When we need to call in the RhoGAM shots?
Unbelievable or not, there are instances that maternal system rejects the growing baby inside of her is known as the hemolytic disease of the fetus and newborn (HDFN). This happens because of three reasons. First is when the mother is an Rh negative and the baby is Rh positive. It is basically like the mother is not carrying an antigen, or a molecule in this case, that the baby is carrying so maternal immune response is elicited.
Second is when there is a blood group incompatibility, that is, when mother is a type O and the baby is either type A, or B. And third, is when it is due to other antibodies reasons. In short, the immune system of the mother (or the blood type of the mother) detects the fetal blood as not part of her and rejects it causing general fetal red blood cell destruction, then anemia, and in most cases death of the developing fetus. To prevent this devastating event from happening, clinicians will have to call in the shots, and by that, I mean the Rho (D) human immunoglobulins injections or better known by the brand name RhoGam.
What is with the RhoGam?
RhoGam is a prescribed medication that is injected through the muscles to specifically prevent antibodies of the mother from attacking the fetal circulation, and subsequent rejection of the developing fetus. In a normal pregnancy, during the first three months, about 0.1 ml of fetal blood can already be detected in the mother’s system. As the pregnancy continues, the amount of the fetal blood increases and can be seen in 12% to 45% of women. At the time a mother delivers, 50% of women can already have the fetal blood in the system.
However, the major sensitizing event can happen at the end of the pregnancy when there is separation of the placenta during delivery. So, for this reason, though RhoGAM can be given antenatally (with close supervision), it is usually given within 72 hours of delivery when there is the possibility of maternal blood mixing with the fetal blood and causing severe blood destruction on the newborn after delivery. Or it can be given, when necessary, for up to 28 days after delivery. When given during pregnancy, it is usually recommended to have it from the 28th week onwards, the time when fetal blood is known if it is Rh negative or positive. There is the lower dose of the brand RhoGAM, and it is the MicRhoGam which is used in certain clinical situations.
Side effects of a RhoGAM Shot
Side effects of the vaccine are always expected just like any other medications injected into the body. These include signs of anaphylactic reactions such as difficulty breathing, skin itchiness, swelling of face, lips, tongue or throat, fever, chills, or shaking, sudden weight gain and associated with swelling in hands, feet, or ankles, and back pains. It is very, very important to always seek medical attention when these things occur.
There are also less serious effects of the vaccine, but still medical attention has to be considered. So important safety information should always be present. If a mother has known allergic reactions to any medications containing human immunoglobulins, the clinician has to be aware. If the woman has recent history of vaccination containing live virus, RhoGAM may prevent some vaccines from working. And lastly, if the woman has an IgA deficiency the clinician has to know. There might be a risk of allergic reaction in IgA deficient women because the vaccine contains a small amount of IgA.
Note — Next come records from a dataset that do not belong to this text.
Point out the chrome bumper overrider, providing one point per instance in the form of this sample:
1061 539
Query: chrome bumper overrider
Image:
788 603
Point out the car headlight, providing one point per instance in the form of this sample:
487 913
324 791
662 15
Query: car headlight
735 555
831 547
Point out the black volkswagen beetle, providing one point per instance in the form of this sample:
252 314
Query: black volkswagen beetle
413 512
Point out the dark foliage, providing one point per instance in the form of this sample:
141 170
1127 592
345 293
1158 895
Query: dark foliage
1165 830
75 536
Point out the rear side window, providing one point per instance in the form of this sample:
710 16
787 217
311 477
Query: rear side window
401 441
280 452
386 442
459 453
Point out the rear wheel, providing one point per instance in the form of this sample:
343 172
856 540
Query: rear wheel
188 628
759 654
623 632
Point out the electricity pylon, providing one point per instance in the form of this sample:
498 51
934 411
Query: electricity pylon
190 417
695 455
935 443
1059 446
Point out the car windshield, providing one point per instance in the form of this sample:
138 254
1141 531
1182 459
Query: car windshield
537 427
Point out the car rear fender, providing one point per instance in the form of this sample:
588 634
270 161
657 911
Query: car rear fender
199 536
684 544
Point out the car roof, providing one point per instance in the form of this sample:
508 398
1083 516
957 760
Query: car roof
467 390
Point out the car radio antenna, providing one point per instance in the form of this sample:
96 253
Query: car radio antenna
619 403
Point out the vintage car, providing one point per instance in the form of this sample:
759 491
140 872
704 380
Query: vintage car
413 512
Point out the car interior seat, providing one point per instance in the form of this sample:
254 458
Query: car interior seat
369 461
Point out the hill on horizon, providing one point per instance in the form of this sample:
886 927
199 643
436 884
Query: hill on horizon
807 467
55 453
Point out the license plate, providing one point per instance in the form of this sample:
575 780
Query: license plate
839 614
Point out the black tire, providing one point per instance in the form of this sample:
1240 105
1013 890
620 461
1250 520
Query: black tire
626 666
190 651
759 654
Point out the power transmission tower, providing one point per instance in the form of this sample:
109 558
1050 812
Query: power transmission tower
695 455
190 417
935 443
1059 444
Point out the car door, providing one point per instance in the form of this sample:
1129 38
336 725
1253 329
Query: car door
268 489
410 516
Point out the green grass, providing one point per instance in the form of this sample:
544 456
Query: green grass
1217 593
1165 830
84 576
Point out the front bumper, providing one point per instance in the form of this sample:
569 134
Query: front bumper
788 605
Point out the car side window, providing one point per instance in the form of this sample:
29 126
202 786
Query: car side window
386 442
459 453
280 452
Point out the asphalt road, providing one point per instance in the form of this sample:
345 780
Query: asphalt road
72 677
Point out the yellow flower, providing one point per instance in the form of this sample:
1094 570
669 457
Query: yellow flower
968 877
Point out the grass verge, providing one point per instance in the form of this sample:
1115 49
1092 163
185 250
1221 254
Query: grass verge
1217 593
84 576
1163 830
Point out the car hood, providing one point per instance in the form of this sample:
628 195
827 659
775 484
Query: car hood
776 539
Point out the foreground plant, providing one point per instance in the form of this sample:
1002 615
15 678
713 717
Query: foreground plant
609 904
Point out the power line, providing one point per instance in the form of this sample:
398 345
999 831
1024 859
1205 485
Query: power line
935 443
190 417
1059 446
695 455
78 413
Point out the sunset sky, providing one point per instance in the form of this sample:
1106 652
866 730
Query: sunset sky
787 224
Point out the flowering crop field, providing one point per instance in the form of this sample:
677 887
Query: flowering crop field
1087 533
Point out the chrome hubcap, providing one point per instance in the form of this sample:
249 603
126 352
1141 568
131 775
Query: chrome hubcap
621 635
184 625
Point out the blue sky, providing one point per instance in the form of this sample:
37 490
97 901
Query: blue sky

Current Issues on RhoGam administration.
There are however current issues surrounding the administration of RhoGam especially during the course of pregnancy. The accepted preparation of the vaccine contains a necessary amount of mercury, known as thimerosal. It is believed that because of this mercuric content, administration of such can have neurological consequences on the developing fetus. In one article regarding mercury and RhoGam shots, hair analysis from babies whose mothers were injected with the vaccine showed traces of mercury.
Although this has appeared in some online articles, other articles in contrast to such belief said that administration of the vaccine, specifically during pregnancy does not hold any adverse effects on the fetus. However, in addition to that, the guidelines for the use of the anti-D immunoglobulins as prophylaxis in UK have been changed. It mentioned that if the mother experiences threatened miscarriage less than 12 weeks of gestation, then the vaccine is not already recommended. However, according to the drug literature, MICRhoGAM, the lesser dose, can be used for Rh negative women who experienced an actual or threatened termination of pregnancy at or up to 12 weeks of pregnancy.
Since its introduction in the 1970s the vaccine has fairly contributed to the decrease in fetal mortality and morbidity. Although, just like any other vaccines or medications, it is subjected to personal views and opinions, the important thing is, whatever medical conditions a woman has especially during pregnancy, management of the condition should be between a clinician and the woman to avoid any unlikely events to happen. Also equipping oneself with valid information regarding any medications and vaccines are very helpful.